Keutamaan manusia dari mahluk hidup lainnya adalah pada akal yang menempatkan benar atau salah sebagai benar atau salah, dan bukannya malah memaksakan ini benar atau itu salah, karena hal yang semacam ini adalah sebuah kecenderungan teknis penghasutan, karena hal inilah maka kita memilih pemahaman sebagai proses pengetahuan yang empirik.
Ketegasan memang membutuhkan sarana manifestasi untuk membuktikan eksistensinya, yang apabila si tidak mau tahu hadir maka ia akan menampakkan wujudnya sebagai kekerasan.

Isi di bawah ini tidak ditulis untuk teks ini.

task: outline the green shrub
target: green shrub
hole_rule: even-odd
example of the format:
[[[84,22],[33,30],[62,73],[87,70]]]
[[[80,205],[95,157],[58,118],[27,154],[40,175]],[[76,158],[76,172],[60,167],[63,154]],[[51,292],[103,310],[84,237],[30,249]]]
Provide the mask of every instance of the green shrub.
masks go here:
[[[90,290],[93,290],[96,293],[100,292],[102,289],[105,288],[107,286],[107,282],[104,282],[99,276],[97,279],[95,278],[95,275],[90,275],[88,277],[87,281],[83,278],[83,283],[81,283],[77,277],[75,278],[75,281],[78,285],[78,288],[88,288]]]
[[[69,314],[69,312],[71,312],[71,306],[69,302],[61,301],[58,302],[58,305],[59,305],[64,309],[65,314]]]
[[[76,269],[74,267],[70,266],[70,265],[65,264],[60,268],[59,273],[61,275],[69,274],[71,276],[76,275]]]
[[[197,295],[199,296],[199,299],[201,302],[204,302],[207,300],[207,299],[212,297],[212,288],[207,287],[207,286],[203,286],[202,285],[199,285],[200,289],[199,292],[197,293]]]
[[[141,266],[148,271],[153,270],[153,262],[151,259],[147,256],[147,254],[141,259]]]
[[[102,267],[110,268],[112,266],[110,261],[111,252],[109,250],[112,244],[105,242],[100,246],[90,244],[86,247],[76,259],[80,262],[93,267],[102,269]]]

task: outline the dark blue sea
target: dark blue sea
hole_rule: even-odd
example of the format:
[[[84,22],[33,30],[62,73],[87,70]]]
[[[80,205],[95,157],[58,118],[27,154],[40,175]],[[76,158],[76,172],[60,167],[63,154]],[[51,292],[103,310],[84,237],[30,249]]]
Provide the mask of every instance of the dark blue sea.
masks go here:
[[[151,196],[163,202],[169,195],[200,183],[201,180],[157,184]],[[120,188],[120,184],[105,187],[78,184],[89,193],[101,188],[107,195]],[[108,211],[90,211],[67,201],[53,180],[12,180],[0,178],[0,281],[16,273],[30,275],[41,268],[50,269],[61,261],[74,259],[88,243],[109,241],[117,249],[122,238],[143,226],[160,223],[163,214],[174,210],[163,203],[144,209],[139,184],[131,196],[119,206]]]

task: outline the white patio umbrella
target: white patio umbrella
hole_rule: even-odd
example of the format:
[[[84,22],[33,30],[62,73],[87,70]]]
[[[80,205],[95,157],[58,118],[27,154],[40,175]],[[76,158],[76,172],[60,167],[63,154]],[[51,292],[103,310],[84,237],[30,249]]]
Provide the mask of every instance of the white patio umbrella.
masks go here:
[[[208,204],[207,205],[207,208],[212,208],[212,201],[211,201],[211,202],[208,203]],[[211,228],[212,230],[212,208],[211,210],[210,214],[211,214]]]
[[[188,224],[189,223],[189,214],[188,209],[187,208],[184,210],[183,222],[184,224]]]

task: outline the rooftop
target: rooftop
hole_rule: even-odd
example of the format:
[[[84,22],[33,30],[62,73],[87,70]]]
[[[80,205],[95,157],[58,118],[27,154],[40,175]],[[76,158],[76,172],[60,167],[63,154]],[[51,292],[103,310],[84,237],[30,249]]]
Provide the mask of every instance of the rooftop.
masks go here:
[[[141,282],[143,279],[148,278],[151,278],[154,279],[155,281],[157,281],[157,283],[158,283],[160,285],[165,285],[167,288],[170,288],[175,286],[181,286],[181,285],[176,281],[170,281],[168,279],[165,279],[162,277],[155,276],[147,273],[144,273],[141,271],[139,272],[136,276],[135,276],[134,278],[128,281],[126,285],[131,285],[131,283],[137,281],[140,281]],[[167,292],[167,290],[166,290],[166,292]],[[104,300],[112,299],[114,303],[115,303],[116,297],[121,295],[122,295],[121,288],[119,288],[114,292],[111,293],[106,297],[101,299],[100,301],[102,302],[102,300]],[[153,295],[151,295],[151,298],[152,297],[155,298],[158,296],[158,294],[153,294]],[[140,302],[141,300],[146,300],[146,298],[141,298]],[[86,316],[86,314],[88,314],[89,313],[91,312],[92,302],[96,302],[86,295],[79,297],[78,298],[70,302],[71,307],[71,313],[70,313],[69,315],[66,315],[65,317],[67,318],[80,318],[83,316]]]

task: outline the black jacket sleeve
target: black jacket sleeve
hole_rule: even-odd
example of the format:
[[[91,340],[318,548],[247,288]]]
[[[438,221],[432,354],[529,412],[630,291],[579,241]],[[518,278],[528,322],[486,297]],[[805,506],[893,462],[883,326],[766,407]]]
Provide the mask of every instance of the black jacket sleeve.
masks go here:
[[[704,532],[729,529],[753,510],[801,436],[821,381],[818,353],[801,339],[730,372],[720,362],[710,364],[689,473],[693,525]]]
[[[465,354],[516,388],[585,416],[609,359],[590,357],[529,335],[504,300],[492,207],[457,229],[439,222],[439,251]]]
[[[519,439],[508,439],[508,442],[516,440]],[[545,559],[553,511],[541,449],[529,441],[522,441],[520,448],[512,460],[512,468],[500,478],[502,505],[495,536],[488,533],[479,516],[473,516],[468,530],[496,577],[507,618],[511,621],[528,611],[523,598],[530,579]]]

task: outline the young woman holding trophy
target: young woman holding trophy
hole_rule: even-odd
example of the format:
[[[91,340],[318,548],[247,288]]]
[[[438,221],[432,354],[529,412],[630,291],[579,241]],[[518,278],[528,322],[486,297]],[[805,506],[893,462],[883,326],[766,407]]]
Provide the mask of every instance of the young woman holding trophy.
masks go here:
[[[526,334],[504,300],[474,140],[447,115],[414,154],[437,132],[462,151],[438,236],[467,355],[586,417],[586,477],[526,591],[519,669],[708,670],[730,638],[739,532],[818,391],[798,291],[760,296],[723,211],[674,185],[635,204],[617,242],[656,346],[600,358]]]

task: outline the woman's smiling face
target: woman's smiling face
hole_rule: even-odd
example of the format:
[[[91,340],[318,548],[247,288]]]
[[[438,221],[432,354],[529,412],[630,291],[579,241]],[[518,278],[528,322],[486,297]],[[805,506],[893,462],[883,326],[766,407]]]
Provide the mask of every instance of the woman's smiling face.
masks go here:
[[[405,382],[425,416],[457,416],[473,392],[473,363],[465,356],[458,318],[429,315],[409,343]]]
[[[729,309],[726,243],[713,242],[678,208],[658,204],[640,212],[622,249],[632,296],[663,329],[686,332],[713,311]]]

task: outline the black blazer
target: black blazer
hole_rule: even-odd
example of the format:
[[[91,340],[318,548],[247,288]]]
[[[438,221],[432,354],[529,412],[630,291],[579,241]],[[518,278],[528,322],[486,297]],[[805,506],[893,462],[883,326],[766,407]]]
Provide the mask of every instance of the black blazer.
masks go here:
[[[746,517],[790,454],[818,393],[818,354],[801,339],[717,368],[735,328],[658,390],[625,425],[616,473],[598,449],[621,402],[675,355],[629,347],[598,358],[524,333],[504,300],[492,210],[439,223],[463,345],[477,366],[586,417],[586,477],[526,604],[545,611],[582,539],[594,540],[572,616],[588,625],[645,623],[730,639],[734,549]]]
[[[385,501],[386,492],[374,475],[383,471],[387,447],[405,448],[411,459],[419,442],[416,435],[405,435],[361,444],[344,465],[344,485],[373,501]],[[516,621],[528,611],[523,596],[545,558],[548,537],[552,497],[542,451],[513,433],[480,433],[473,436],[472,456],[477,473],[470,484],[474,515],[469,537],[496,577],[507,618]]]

Namun apabila pemahaman dikedepankan, maka itulah yang dimaksudkan dengan kewibawaan.
Pecinta alam sebagai status memang akan selalu menjadi obyek yang dikambinghitamkan oleh subyektifitas dan difitnah oleh retorika karena bertahan dengan sikap yang apa adanya, sisi baiknya – hal yang demikian berarti menandakan bahwa kita ‘pecinta alam’ memang merupakan lawan yang disegani oleh para hipokrit.
Dan pecinta alam terus dianggap sebagai tawanan politik dengan belenggu birokrasi, pecinta alam tidak ingin bermain politik karena berusaha jujur dalam membaca keadaan agar senantiasa tenang.
tidak! sekali lagi kita katakan bahwa pecinta alam bukanlah seperti apa yang dibayangkan sebagaimana mimpi buruk yang selalu datang setiap kita tidur, namun hal negatif mengenai pecinta alam adalah merupakan suatu kesan belaka, yang dapat disandang oleh setiap orang ataupun lembaga lainnya.
Bukan pula berarti bahwa kita lepas dan cuci tangan terhadap penilaian yang mendiskreditkan atau menyudutkan diri kita.
Bukankah sebaiknya kita tetap pada keadaan kita masing-masing agar mampu dinamis, tidak saling menjatuhkan karena memiliki perbedaan yang diperuntukkan untuk saling mengisi dari seluruh kekurangan yang ada sebelum adanya kita.
Kita punya satu kata yang tepat apabila hal-hal tersebut di atas tidak mampu diusahakan dengan baik… ‘nelangsa’.
Apa pun yang kita lakukan adalah merupakan refleksi atas sebagian kecil dari kenyataan hidup yang tanpa rias wajah ataupun topeng penutup, tantangan hidup untuk mengenal lebih dekat, menghadapi langsung obyek yang membuat kita merasakan keberadaan sebagai manusia tanpa harus merasa lebih dibanding yang lain ataupun angkuh.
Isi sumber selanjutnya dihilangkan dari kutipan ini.